Abstract Object detection is a pivotal task for many unmanned aerial vehicle (UAV) applications. Compared to general scenes, the objects in aerial images are typically much smaller. For this reason, most general object detectors suffer from two critical challenges while dealing with aerial images: 1) The widely exploited Feature Pyramid Network works by integrating high-level features to lower levels progressively. However, this manner does not transfer equivalent information from each level of backbone network to the generated features, and the shared detection head faces an unbalanced sources of information flow, damaging the detection accuracy. 2) Up-sampling is commonly used to expand feature resolution for feature fusion or feature aggregation. However, existing up-sampling methods are ineffective to reconstruct high resolution feature maps. To address these two challenges, two works are proposed: 1) An up-scale feature aggregation framework that fully utilizes multi-scale complementary information, and 2) a novel up-sampling method that further improve detection accuracy. These two proposals are integrated into an end-to-end single-stage object detector namely HawkNet. Extensive experiments are conducted on VisDrone-DET2018, UAVDT and DIOR datasets. Compared to the RetinaNet baseline, our HawkNet achieves absolute gains of 6.0%, 1.2% and 5.9% in average precision (AP) on VisDrone-DET2018, UAVDT and DIOR datasets, respectively. For a 800 × 1333 input on the UAVDT dataset, HawkNet with ResNet-50 backbone surpasses existing methods for single-scale inference and achieves the best performance (37.4 AP), while operating at 10.6 frames per second on a single Nvidia GTX 1080Ti GPU.

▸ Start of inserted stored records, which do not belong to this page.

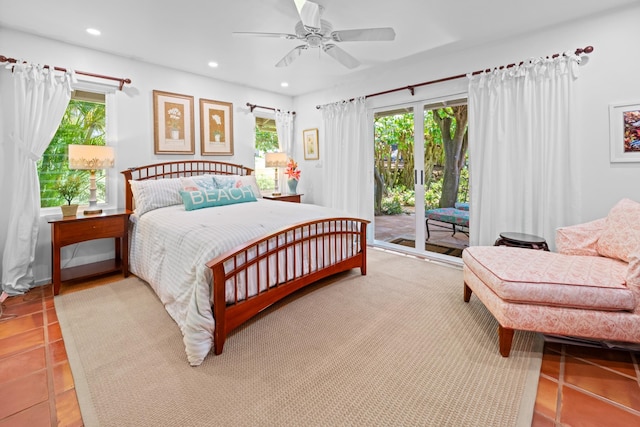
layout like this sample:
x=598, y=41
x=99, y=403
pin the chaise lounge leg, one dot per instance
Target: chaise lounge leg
x=467, y=293
x=505, y=336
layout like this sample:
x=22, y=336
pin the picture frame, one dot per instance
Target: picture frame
x=310, y=144
x=216, y=128
x=624, y=128
x=173, y=123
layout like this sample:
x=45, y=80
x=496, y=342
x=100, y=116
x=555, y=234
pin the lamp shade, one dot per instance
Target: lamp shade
x=90, y=157
x=275, y=160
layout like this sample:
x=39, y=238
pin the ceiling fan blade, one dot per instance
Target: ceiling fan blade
x=275, y=35
x=364, y=35
x=309, y=13
x=291, y=56
x=341, y=56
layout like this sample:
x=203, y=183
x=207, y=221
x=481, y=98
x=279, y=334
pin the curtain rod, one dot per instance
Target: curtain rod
x=254, y=106
x=411, y=88
x=84, y=73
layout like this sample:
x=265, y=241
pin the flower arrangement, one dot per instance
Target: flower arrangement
x=69, y=188
x=292, y=170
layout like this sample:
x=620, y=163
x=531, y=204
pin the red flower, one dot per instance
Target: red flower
x=292, y=170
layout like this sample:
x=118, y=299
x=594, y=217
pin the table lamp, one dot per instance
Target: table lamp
x=276, y=160
x=91, y=158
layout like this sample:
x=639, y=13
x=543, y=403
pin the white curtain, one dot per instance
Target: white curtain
x=348, y=164
x=522, y=150
x=284, y=129
x=40, y=98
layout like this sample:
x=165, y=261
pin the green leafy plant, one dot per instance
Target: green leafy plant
x=69, y=187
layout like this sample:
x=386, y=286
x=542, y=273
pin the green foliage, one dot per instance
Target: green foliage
x=266, y=140
x=69, y=187
x=83, y=123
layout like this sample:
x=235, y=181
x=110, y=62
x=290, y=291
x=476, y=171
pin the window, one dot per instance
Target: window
x=84, y=122
x=266, y=142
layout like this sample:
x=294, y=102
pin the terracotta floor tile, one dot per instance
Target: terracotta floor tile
x=602, y=382
x=67, y=409
x=62, y=378
x=20, y=324
x=547, y=398
x=540, y=420
x=24, y=308
x=614, y=359
x=579, y=409
x=23, y=393
x=551, y=364
x=22, y=364
x=35, y=416
x=58, y=352
x=52, y=317
x=21, y=342
x=54, y=332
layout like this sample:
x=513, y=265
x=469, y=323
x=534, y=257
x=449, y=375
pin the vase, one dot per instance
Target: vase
x=293, y=186
x=69, y=210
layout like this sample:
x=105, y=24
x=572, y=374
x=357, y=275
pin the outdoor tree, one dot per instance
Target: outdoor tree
x=82, y=123
x=452, y=122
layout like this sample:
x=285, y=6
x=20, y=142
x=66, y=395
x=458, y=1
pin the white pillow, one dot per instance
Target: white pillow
x=198, y=183
x=155, y=193
x=621, y=235
x=236, y=181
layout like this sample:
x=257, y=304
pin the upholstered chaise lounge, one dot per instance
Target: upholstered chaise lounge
x=590, y=288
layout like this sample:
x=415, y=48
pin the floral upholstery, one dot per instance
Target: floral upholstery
x=540, y=277
x=576, y=292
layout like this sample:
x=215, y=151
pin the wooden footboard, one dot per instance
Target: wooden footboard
x=268, y=269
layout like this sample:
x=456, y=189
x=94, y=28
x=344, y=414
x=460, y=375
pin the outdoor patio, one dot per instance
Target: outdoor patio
x=400, y=229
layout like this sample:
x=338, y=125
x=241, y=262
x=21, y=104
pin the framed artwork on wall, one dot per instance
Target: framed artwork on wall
x=173, y=123
x=624, y=128
x=310, y=141
x=216, y=128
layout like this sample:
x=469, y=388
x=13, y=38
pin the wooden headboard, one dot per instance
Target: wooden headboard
x=176, y=170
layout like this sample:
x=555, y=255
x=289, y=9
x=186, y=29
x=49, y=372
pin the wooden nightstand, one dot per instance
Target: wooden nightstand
x=294, y=198
x=68, y=230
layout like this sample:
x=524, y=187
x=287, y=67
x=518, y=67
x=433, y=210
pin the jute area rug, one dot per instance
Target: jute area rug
x=397, y=347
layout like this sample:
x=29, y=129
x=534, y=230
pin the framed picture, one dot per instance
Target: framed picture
x=624, y=128
x=310, y=141
x=216, y=128
x=173, y=123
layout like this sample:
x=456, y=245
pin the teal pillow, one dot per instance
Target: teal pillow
x=219, y=197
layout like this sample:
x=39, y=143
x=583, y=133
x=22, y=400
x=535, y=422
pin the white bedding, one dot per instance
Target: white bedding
x=170, y=247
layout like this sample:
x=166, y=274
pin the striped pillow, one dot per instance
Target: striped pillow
x=154, y=194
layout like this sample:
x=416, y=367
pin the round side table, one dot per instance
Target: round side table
x=521, y=240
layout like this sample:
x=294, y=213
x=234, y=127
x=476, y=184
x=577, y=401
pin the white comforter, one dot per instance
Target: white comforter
x=170, y=247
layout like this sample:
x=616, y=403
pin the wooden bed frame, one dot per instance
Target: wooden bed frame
x=301, y=238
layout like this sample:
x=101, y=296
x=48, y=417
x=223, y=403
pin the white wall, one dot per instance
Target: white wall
x=134, y=119
x=609, y=76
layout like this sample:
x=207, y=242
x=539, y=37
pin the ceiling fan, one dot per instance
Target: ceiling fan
x=318, y=33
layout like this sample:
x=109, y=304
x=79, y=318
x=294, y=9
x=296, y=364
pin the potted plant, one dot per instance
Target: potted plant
x=69, y=188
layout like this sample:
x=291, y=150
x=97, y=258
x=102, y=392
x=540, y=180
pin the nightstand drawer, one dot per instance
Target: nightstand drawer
x=89, y=229
x=113, y=224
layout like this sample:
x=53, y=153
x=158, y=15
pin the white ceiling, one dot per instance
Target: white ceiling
x=187, y=34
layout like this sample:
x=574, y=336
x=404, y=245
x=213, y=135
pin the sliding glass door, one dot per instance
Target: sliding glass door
x=412, y=175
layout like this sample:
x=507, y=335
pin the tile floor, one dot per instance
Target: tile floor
x=578, y=386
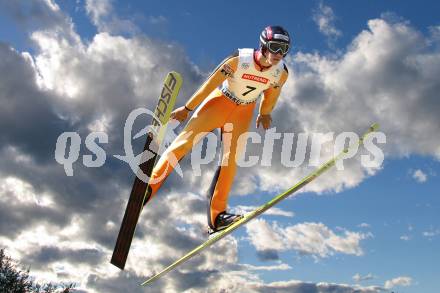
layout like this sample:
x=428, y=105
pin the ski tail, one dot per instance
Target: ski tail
x=252, y=215
x=167, y=99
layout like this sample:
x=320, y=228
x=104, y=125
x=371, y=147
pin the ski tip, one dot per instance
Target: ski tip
x=374, y=127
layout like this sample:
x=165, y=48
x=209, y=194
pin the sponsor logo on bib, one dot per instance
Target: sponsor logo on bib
x=255, y=78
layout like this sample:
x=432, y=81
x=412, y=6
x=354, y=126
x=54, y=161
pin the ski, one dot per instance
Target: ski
x=221, y=234
x=170, y=90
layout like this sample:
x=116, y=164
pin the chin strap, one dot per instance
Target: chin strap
x=256, y=55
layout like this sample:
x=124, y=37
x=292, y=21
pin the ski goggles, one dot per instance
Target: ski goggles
x=278, y=47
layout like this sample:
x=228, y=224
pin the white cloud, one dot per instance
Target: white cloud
x=420, y=176
x=94, y=85
x=307, y=238
x=399, y=281
x=358, y=278
x=279, y=267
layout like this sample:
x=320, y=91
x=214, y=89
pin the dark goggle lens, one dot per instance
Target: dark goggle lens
x=277, y=47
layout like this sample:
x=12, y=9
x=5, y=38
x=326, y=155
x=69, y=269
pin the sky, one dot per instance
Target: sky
x=82, y=66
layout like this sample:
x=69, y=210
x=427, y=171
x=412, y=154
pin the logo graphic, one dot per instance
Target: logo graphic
x=255, y=78
x=134, y=161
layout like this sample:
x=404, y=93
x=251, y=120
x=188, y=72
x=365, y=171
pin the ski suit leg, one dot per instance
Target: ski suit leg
x=240, y=120
x=211, y=114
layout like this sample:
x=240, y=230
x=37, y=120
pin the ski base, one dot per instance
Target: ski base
x=170, y=90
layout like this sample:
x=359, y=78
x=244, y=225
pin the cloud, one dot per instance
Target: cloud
x=399, y=281
x=307, y=238
x=280, y=267
x=324, y=18
x=419, y=176
x=304, y=287
x=358, y=278
x=65, y=227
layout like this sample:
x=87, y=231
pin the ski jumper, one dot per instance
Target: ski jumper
x=227, y=100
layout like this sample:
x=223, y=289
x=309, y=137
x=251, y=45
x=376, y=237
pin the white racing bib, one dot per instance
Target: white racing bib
x=247, y=83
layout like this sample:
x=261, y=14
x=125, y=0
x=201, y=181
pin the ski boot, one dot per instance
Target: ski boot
x=223, y=221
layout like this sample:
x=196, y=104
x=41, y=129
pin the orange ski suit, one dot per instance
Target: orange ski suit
x=216, y=111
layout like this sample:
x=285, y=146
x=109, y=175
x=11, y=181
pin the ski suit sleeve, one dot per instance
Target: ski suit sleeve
x=271, y=95
x=223, y=71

摘要 目标检测是许多无人机 (UAV) 应用的关键任务。与一般场景相比,航拍图像中的物体通常要小得多。出于这个原因,大多数通用对象检测器在处理航拍图像时面临两个关键挑战:1)广泛利用的特征金字塔网络通过逐步将高级特征集成到低级特征来工作。然而,这种方式并没有将等价的信息从每一级骨干网传递到生成的特征,共享检测头面临着信息流不平衡的来源,破坏了检测的准确性。2)上采样通常用于扩展特征分辨率以进行特征融合或特征聚合。然而,现有的上采样方法对于重建高分辨率特征图是无效的。为了解决这两个挑战,提出了两项​​工作:1) 一种充分利用多尺度互补信息的上尺度特征聚合框架,以及 2) 一种进一步提高检测精度的新型上采样方法。这两个提议被集成到一个端到端的单级目标检测器中,即 HawkNet。在 VisDrone-DET2018、UAVDT 和 DIOR 数据集上进行了大量实验。与 RetinaNet 基线相比,我们的 HawkNet 在 VisDrone-DET2018、UAVDT 和 DIOR 数据集上的平均精度 (AP) 分别实现了 6.0%、1.2% 和 5.9% 的绝对增益。对于 UAVDT 数据集上的 800 × 1333 输入,具有 ResNet-50 骨干网的 HawkNet 超越了现有的单尺度推理方法并实现了最佳性能(37.4 AP),同时在单个 Nvidia GTX 1080Ti GPU 上以每秒 10.6 帧的速度运行。